Expected Value
Reference for expected value E(X) = Σ[x·P(x)] and E(X) = ∫x f(x)dx.
Covers variance, linearity property, and applications in gambling and risk analysis.
Need to calculate, not just reference? Use the interactive version.
Open Expected Value Calculator →
The Formula
E(X) = Σ xᵢ × P(xᵢ)
The expected value is the long-run average of a random variable over many trials. It tells you what outcome to expect "on average" when an experiment is repeated many times.
Variables
| Symbol | Meaning |
|---|---|
| E(X) | Expected value of random variable X |
| xᵢ | Each possible outcome |
| P(xᵢ) | Probability of each outcome |
| Σ | Sum over all possible outcomes |
Example 1
Expected value of a fair six-sided die
E(X) = 1(1/6) + 2(1/6) + 3(1/6) + 4(1/6) + 5(1/6) + 6(1/6)
= (1 + 2 + 3 + 4 + 5 + 6) / 6 = 21/6
= 3.5
Example 2
A lottery ticket costs $2. You win $100 with probability 0.01 and $0 otherwise.
E(X) = 100(0.01) + 0(0.99) = 1.00
Expected profit = 1.00 - 2.00 (cost)
= -$1.00 (you lose $1 on average per ticket)
When to Use It
Use the expected value formula when:
- Evaluating whether a gamble or investment is worth taking
- Calculating the mean of a probability distribution
- Making decisions under uncertainty (decision theory)

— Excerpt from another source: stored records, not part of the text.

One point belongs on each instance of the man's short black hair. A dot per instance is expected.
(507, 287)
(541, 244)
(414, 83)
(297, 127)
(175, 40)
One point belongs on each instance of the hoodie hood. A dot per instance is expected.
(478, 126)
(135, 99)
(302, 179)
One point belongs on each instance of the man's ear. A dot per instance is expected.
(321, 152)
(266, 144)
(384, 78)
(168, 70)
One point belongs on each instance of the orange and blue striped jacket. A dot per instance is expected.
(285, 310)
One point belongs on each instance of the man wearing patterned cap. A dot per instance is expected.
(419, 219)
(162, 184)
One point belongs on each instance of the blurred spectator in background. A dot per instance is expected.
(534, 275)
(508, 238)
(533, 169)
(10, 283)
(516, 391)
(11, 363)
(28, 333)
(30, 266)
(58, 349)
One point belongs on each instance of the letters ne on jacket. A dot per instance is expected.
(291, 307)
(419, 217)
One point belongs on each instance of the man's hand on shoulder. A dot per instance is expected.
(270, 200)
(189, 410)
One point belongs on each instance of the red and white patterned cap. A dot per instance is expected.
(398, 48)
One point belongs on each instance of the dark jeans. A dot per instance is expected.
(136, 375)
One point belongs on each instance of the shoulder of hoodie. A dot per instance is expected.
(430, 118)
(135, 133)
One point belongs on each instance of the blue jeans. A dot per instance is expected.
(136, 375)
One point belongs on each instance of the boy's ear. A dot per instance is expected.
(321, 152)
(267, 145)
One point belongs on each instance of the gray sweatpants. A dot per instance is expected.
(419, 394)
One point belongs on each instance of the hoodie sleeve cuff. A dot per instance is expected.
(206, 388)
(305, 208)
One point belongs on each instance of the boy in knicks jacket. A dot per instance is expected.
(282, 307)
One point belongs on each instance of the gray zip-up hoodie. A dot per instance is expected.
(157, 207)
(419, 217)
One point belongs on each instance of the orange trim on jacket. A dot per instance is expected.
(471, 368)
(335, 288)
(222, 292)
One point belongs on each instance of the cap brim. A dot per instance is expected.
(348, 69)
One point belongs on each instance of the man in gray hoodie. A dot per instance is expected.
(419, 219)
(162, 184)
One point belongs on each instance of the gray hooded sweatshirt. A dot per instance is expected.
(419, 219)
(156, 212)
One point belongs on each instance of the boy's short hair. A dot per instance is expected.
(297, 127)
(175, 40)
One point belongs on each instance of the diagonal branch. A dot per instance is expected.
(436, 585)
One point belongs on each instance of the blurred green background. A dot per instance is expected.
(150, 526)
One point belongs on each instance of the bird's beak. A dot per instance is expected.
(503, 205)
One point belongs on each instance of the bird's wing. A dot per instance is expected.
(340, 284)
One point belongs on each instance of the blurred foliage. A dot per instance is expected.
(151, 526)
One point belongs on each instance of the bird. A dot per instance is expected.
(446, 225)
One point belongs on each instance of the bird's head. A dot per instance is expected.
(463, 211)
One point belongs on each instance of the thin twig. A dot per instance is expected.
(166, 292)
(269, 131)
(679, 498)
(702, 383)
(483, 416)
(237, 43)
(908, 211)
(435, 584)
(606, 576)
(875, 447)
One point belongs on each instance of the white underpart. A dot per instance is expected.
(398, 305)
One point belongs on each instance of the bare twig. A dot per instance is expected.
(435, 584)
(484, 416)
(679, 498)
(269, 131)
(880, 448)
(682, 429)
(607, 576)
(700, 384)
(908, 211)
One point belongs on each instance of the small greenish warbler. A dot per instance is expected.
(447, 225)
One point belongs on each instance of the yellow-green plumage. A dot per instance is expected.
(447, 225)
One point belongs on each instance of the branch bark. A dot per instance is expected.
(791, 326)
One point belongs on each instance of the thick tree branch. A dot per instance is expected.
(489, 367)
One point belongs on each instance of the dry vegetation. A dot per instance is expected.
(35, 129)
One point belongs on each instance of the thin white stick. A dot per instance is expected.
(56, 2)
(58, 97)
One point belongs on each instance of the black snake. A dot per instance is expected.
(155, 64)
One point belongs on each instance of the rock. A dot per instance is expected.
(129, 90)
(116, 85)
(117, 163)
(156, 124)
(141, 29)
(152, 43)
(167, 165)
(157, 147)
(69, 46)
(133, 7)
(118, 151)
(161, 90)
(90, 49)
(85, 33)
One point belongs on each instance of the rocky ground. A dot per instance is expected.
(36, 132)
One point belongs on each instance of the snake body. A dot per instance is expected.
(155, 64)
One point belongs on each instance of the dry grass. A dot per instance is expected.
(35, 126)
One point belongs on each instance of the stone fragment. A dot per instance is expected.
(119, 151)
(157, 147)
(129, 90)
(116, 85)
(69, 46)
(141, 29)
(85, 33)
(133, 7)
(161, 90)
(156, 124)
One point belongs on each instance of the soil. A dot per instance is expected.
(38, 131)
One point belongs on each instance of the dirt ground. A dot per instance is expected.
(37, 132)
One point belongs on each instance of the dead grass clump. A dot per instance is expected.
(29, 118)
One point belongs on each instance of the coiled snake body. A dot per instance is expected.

- Analyzing insurance premiums, game strategies, or business projections
Key Notes
- Expected value is a long-run average, not a guaranteed single-trial result — rolling a fair die once will never give 3.5; E(X) describes behavior over many repetitions
- Linearity property: E(aX + b) = a·E(X) + b; for independent variables, E(X + Y) = E(X) + E(Y) — this simplifies complex probability calculations dramatically
- Expected value alone is insufficient for decision-making under risk — two options with the same E(X) can have very different variances; a lottery ticket and a low-risk bond can share an expected value while differing enormously in spread
- For continuous distributions the formula becomes E(X) = ∫x·f(x)dx; for discrete it is Σx·P(x) — same concept, same interpretation, different notation
Key Notes
- Discrete: E[X] = Σ xᵢ × P(xᵢ): Weighted average of all possible values, weighted by their probabilities. E[X] need not be a possible value of X — the expected value of a fair die is 3.5, which is never actually rolled.
- Linearity: E[aX + bY] = aE[X] + bE[Y]: This holds regardless of whether X and Y are independent or correlated. Linearity is the most powerful and commonly applied property — it lets you decompose complex expected values into simpler components without worrying about dependence structure.
- E[X²] ≠ (E[X])² in general: The difference E[X²] − (E[X])² = Var(X) ≥ 0 — always non-negative (Jensen's inequality for convex functions). Confusing E[X²] with (E[X])² is a common source of errors in probability calculations.
- Law of Large Numbers: As the sample size n → ∞, the sample mean x̄ converges in probability to E[X]. This is the mathematical foundation of insurance, casinos, and all statistical inference — averages become predictable even when individual outcomes are random.
- Applications: Expected value is used in insurance pricing (expected loss), casino game design (house edge), financial derivatives valuation (risk-neutral expected payoff), decision theory (maximize expected utility), A/B test analysis (expected effect size), and reinforcement learning (expected cumulative reward).